Method Development and Applications of Low-input Proteomics

Proteomics offers complementary and more direct information to genomics and transcriptomics, essential for the understanding of complex biological processes. Low-input proteomics is performed when the available sample amount is limited, and it requires improvements in the whole workflow, including sample preparation, peptide separation, mass spectrometry (MS) detection, and data analysis, for higher sensitivity and accurate statistical analysis. In this thesis, several advances in low-input proteomics and its applications are described. First, an easy-to-use and scalable device for sample preparation, a 3-frit mixed-mode rare cell proteomic reactor (RCPR) for integrated processing low-input samples with minimized sample loss was developed. Using the 3-frit mixed-mode RCPR, 2 998±106 and 2 595±230 protein groups from 100 human embryonic kidney cells and 500 mouse cochlear hair cells, respectively, were identified, representing the best results so far in the literature for such low-input samples. Second, a fast and robust column fabrication method for narrow-bore capillary columns with negligible dead volume was developed, allowing the identification of an average of 3 043±39 protein groups from 1 ng of protein digest from human cells. Third, the sensitivity of the Q Exactive HF-X and timsTOF Pro mass spectrometers for nanogram-level samples was systematically optimized and improved by optimizing their data-dependent acquisition parameters. In a proof-of-concept application, we developed a two-step machine learning-based T cell subtyping strategy, and successfully extracted unique proteome classifiers for eight T cell subtypes for low-input samples collected from single multiple myeloma patients, despite different input cell numbers and individual differences. Collectively, a series of improvements in the whole workflow of low-input proteomics were made and their applications were demonstrated in two proof-of-concept applications.
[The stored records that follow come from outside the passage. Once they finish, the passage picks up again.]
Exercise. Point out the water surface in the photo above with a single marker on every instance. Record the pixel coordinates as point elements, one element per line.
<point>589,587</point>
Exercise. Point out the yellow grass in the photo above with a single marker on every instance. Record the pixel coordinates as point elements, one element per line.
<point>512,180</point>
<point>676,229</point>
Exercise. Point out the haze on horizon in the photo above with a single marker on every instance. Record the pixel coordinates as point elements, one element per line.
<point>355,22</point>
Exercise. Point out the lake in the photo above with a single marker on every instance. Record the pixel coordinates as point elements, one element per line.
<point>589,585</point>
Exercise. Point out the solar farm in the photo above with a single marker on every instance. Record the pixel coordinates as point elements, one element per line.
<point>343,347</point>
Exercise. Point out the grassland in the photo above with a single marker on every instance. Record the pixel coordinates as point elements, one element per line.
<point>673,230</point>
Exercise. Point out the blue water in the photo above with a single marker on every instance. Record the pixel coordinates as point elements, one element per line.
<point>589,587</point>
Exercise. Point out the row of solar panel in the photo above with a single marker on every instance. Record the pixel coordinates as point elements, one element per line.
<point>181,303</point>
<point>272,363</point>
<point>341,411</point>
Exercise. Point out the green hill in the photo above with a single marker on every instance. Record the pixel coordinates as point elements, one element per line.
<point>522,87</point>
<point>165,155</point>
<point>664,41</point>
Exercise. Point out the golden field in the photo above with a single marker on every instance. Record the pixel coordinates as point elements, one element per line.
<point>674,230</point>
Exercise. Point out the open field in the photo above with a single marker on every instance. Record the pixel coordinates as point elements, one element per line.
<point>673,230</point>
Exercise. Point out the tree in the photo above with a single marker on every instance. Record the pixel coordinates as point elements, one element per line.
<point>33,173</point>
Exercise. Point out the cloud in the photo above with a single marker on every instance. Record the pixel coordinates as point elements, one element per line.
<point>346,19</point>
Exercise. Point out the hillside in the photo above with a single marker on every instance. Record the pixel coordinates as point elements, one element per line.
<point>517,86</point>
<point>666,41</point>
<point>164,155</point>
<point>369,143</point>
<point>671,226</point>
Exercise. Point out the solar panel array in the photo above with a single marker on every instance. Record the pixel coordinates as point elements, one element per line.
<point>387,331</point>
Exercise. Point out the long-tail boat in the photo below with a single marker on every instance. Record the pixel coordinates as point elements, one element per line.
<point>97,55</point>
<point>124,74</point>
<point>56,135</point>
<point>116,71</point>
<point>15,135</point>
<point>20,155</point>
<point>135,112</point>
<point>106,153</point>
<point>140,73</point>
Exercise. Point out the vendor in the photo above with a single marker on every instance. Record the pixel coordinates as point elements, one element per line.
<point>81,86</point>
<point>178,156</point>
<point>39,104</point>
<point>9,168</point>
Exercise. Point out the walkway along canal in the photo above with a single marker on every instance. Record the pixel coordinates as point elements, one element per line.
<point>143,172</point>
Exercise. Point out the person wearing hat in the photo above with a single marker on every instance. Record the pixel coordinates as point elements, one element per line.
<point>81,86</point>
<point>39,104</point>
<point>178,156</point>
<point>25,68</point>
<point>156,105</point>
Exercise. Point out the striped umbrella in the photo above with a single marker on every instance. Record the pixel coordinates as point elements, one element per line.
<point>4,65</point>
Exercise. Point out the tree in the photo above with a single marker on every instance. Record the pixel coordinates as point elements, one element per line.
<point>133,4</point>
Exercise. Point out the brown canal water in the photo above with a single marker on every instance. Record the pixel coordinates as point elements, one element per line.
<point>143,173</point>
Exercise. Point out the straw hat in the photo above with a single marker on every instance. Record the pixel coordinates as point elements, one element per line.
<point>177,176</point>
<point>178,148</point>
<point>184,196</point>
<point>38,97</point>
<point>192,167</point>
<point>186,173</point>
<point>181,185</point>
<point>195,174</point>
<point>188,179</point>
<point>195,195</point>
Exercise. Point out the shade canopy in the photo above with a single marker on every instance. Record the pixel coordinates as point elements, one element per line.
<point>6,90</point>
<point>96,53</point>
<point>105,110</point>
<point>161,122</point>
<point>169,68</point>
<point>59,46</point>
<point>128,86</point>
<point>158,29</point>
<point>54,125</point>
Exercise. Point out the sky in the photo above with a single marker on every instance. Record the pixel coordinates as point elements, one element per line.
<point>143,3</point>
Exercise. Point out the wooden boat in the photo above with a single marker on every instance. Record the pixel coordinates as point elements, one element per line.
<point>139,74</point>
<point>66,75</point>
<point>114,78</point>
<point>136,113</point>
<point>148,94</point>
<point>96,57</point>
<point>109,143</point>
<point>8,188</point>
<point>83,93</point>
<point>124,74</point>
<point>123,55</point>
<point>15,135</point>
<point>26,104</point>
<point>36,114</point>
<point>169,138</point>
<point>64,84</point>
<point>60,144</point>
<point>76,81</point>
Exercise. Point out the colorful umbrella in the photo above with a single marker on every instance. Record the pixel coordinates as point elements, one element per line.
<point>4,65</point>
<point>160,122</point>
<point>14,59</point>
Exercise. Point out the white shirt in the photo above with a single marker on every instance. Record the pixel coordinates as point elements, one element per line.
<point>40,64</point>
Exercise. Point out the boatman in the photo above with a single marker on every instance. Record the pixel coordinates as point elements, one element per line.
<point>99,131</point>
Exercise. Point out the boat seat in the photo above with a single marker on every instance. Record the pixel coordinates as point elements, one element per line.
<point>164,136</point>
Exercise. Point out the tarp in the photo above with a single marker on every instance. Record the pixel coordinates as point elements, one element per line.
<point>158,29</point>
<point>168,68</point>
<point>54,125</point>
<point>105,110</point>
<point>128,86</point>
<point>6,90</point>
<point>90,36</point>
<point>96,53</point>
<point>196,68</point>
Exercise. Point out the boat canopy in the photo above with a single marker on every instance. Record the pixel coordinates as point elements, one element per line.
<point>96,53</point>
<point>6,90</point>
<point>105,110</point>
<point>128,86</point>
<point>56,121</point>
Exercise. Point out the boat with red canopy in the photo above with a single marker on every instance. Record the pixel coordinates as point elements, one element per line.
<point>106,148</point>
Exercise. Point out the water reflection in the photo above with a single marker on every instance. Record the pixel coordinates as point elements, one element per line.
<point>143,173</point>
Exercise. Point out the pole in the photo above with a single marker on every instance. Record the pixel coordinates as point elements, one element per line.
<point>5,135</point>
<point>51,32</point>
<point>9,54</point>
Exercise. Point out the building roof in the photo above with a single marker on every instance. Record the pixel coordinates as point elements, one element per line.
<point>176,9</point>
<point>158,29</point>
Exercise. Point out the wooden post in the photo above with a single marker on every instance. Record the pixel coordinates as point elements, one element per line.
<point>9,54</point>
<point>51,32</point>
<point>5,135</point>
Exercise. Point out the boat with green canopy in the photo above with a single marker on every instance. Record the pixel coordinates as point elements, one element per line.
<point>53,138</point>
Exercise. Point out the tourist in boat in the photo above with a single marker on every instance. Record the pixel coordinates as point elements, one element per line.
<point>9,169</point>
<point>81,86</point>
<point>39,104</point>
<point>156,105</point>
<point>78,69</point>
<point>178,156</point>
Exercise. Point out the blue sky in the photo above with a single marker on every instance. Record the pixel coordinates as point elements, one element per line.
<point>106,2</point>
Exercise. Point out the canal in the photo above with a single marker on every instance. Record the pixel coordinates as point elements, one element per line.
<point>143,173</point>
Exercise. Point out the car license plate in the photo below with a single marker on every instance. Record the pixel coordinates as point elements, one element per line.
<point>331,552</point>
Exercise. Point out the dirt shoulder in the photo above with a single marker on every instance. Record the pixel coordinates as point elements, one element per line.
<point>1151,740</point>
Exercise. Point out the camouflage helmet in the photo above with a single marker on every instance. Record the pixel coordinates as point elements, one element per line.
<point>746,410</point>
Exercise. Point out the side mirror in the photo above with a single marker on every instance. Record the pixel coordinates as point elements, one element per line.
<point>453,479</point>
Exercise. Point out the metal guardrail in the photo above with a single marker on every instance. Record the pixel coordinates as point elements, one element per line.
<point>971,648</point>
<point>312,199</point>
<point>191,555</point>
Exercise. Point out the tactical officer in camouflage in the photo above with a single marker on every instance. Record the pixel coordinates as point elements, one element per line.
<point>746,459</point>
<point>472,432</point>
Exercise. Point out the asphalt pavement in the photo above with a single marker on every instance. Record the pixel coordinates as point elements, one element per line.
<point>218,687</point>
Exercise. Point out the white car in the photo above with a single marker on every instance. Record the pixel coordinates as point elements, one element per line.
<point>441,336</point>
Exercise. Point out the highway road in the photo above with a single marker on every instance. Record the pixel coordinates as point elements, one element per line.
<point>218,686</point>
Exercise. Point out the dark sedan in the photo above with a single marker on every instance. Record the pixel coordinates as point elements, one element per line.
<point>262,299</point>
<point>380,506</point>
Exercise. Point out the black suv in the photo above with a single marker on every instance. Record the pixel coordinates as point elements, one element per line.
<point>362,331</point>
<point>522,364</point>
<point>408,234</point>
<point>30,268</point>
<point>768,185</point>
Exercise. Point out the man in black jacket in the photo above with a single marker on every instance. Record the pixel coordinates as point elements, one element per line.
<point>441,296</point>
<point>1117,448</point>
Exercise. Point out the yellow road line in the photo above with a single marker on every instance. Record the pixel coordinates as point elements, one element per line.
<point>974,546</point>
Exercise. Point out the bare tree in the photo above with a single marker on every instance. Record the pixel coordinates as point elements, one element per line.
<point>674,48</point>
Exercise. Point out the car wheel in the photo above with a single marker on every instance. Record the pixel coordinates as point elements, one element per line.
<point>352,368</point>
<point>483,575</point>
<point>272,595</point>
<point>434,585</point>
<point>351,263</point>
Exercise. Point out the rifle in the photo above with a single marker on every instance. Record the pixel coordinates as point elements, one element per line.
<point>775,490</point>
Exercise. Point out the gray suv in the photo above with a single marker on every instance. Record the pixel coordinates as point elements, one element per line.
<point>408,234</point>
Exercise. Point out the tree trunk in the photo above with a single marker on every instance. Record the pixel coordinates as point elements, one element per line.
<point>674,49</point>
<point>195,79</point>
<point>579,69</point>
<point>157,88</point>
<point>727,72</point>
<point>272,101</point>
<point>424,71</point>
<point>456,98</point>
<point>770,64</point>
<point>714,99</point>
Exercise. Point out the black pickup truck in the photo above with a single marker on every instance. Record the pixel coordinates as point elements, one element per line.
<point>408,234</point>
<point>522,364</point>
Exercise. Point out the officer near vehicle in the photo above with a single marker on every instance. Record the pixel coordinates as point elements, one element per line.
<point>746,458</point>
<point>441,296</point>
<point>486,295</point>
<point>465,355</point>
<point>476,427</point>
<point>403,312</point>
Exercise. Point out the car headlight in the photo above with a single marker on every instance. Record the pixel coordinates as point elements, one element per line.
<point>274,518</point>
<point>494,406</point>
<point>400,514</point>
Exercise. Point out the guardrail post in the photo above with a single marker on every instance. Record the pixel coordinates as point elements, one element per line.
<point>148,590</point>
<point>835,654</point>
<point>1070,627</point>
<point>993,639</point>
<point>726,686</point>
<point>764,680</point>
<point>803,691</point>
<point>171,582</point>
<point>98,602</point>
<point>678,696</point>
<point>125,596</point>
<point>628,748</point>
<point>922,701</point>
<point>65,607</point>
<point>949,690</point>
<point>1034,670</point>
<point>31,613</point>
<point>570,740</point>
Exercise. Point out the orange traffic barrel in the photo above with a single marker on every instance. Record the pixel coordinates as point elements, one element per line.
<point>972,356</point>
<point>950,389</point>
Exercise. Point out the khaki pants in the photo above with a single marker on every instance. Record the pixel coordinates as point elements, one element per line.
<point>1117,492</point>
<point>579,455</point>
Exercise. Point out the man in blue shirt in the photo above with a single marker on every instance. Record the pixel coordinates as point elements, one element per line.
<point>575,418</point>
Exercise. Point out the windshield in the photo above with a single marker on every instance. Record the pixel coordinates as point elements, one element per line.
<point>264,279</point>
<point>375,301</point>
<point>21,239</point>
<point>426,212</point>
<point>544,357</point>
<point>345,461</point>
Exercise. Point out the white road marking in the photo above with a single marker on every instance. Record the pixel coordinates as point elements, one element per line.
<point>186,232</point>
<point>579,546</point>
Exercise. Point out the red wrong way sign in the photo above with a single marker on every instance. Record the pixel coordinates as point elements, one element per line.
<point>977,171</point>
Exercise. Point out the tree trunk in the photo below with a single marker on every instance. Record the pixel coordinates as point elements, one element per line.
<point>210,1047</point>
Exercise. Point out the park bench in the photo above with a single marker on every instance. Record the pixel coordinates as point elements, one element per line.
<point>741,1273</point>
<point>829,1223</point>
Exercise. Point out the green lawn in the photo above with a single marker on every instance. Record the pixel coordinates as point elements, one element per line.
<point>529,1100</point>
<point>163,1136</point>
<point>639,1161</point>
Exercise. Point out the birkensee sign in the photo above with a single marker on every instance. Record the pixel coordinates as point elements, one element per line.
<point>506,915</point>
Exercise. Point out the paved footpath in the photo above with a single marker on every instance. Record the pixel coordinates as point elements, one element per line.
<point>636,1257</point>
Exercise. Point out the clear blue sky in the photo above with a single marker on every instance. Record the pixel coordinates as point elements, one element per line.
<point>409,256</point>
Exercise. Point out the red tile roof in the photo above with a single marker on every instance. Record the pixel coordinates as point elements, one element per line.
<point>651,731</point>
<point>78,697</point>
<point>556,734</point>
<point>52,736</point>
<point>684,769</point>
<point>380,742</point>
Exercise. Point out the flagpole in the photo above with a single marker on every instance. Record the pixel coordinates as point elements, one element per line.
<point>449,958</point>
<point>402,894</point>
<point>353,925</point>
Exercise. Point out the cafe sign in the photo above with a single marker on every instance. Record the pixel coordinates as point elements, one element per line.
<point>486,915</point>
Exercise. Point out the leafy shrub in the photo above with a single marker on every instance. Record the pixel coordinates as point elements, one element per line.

与基因组学和转录组学相比，蛋白质组学提供互补的，更直接的信息，且蛋白质组学信息对理解复杂的生物学过程是必不可少的。当样品量很有限时，我们需要微量蛋白质组学，而且它需要在整个流程，从样品前处理，多肽分离，质谱检测，到数据分析都做出改进。本论文取得了一些关于微量蛋白质组学的进展和应用。首先，我开发了一个易用的，可塑的装置整合样品前处理装置-3个筛板的稀有细胞蛋白组反应器，能进行集成化的样品前处理，并使样品缺失降低到最小。使用该反应器，能分别从100个人胚肾细胞和500个小鼠耳蜗毛细胞中检测到2 998±106 和2 595±230个蛋白组，优于文献报道的结果。第二，我开发了一种方便可靠的窄内径毛细管制备方法，能从1纳克多肽样品中检测到3 043±39个蛋白组。第三，两种高端质谱，Q Exactive HF-X和 timsTOF Pro的质谱参数经过优化后，灵敏度得到了很大提升。最后，在一个应用中，我开发了一种两步法基于机器学习的T细胞分类策略，基于单个多发性骨髓瘤患者中的少量T细胞中检测到的蛋白信息，成功地提取出特征蛋白分类器用于区分八种主要T细胞。总结起来，本论文在整个微量蛋白质组学流程的每个主要步骤都做出了改进，并在两个应用中进行了展示。